Evaluating ChatGPT’s Performance in Responding to Questions About Endoscopic Procedures for Patients

Hassam Ali; Pratik Patel; Itegbemie Obaitan; Babu P. Mohan; Amir Humza Sohail; Lucia Smith-Martinez; Karrisa Lambert; Manesh Kumar Gangwani; Jeffrey J. Easler; Douglas G. Adler

doi:10.1101/2023.05.31.23290800

Abstract

Background and aims We aimed to assess the accuracy, completeness, and consistency of ChatGPT’s responses to frequently asked questions concerning the management and care of patients receiving endoscopic procedures and to compare its performance to Generative Pre-trained Transformer 4 (GPT-4) in providing emotional support.

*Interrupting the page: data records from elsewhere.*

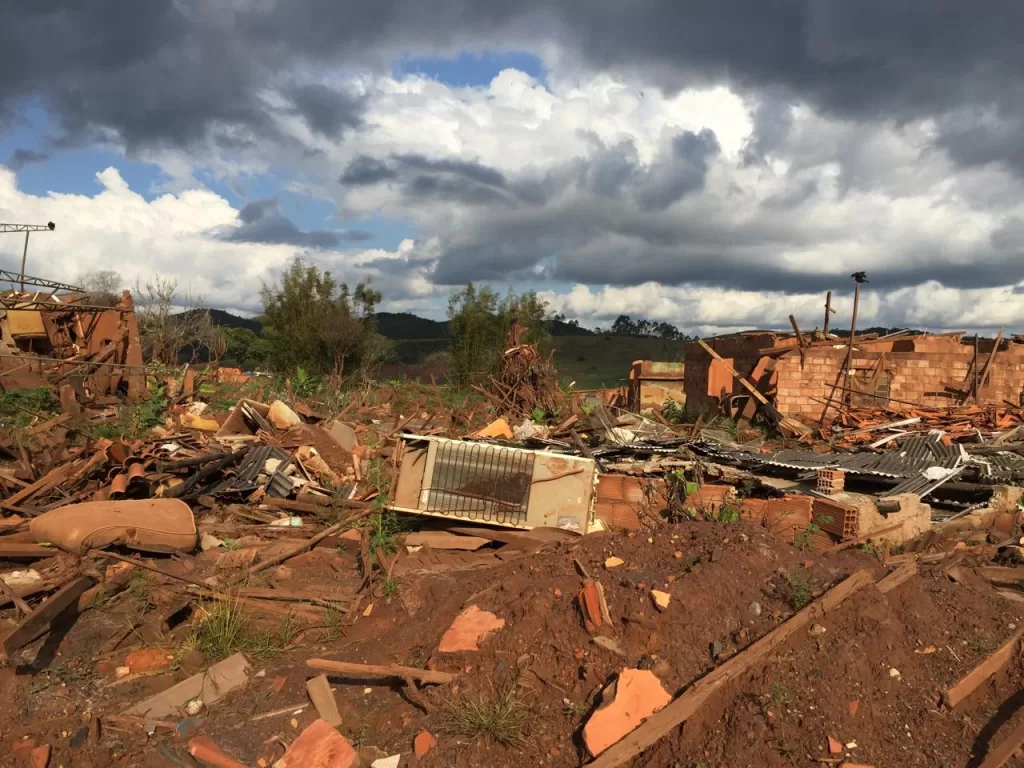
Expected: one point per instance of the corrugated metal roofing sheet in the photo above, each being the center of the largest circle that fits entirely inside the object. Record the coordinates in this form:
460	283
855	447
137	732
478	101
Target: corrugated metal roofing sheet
915	455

Methods Frequently asked questions (N = 117) about esophagogastroduodenoscopy (EGD), colonoscopy, endoscopic ultrasound (EUS), and endoscopic retrograde cholangiopancreatography (ERCP) were collected from professional societies, institutions, and social media. ChatGPT’s responses were generated and graded by board-certified gastroenterologists and advanced endoscopists. Emotional support questions were assessed by a psychiatrist.

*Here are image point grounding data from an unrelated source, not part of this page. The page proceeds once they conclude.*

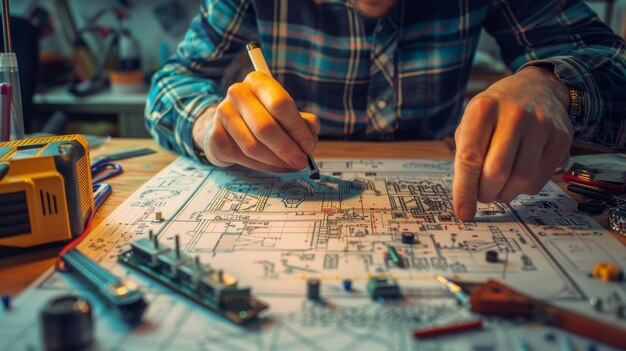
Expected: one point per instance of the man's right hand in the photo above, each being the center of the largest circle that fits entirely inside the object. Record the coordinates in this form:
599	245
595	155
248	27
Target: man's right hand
257	126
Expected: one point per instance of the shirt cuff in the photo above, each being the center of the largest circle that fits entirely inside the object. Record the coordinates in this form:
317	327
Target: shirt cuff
190	147
575	75
198	151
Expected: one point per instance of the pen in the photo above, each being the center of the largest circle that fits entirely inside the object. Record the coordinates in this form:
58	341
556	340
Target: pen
5	111
260	65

Results ChatGPT demonstrated high accuracy in answering questions about EGD (94.8% comprehensive or correct but insufficient), colonoscopy (100% comprehensive or correct but insufficient), ERCP (91% comprehensive or correct but insufficient), and EUS (87% comprehensive or correct but insufficient). No answers were deemed entirely incorrect (0%). Reproducibility was significant across all categories. ChatGPT’s emotional support performance was inferior to the newer GPT-4 model.

Conclusion ChatGPT provides accurate and consistent responses to patient questions about common endoscopic procedures and demonstrates potential as a supplementary information resource for patients and healthcare providers.

Introduction

Endoscopy remains vital in managing gastrointestinal diseases; it provides essential diagnostic and therapeutic interventions for innumerable gastrointestinal conditions. [1] In 2020, approximately 20 million endoscopic procedures were performed in the United States, highlighting the extensive reliance on these procedures in clinical settings. [2]

The most common endoscopic procedures include esophagogastroduodenoscopy (EGD), colonoscopy, endoscopic ultrasound (EUS), and endoscopic retrograde cholangiopancreatography (ERCP). Due to the widespread nature of gastrointestinal disorders and the significance of endoscopic procedures in addressing these issues, patients will frequently have questions regarding these techniques.

Artificial intelligence (AI) has made remarkable strides in natural language processing (NLP) in recent years. [3] Models such as ChatGPT (Generative Pre-trained Transformer) and GPT-4 (Generative Pre-trained Transformer-4), developed by OpenAI, an artificial intelligence research organization based in San Francisco, California, have demonstrated potential for various healthcare applications. [4] These models have been utilized in tasks including responding to medical student examination queries, creating basic medical reports, and offering information on various health-related subjects. [5, 6, 7] ChatGPT could potentially serve as a supplementary information resource for patients, improving patient education and outcomes. [8] Nevertheless, concerns persist about ChatGPT’s ability to provide accurate and comprehensive responses to detailed medical questions.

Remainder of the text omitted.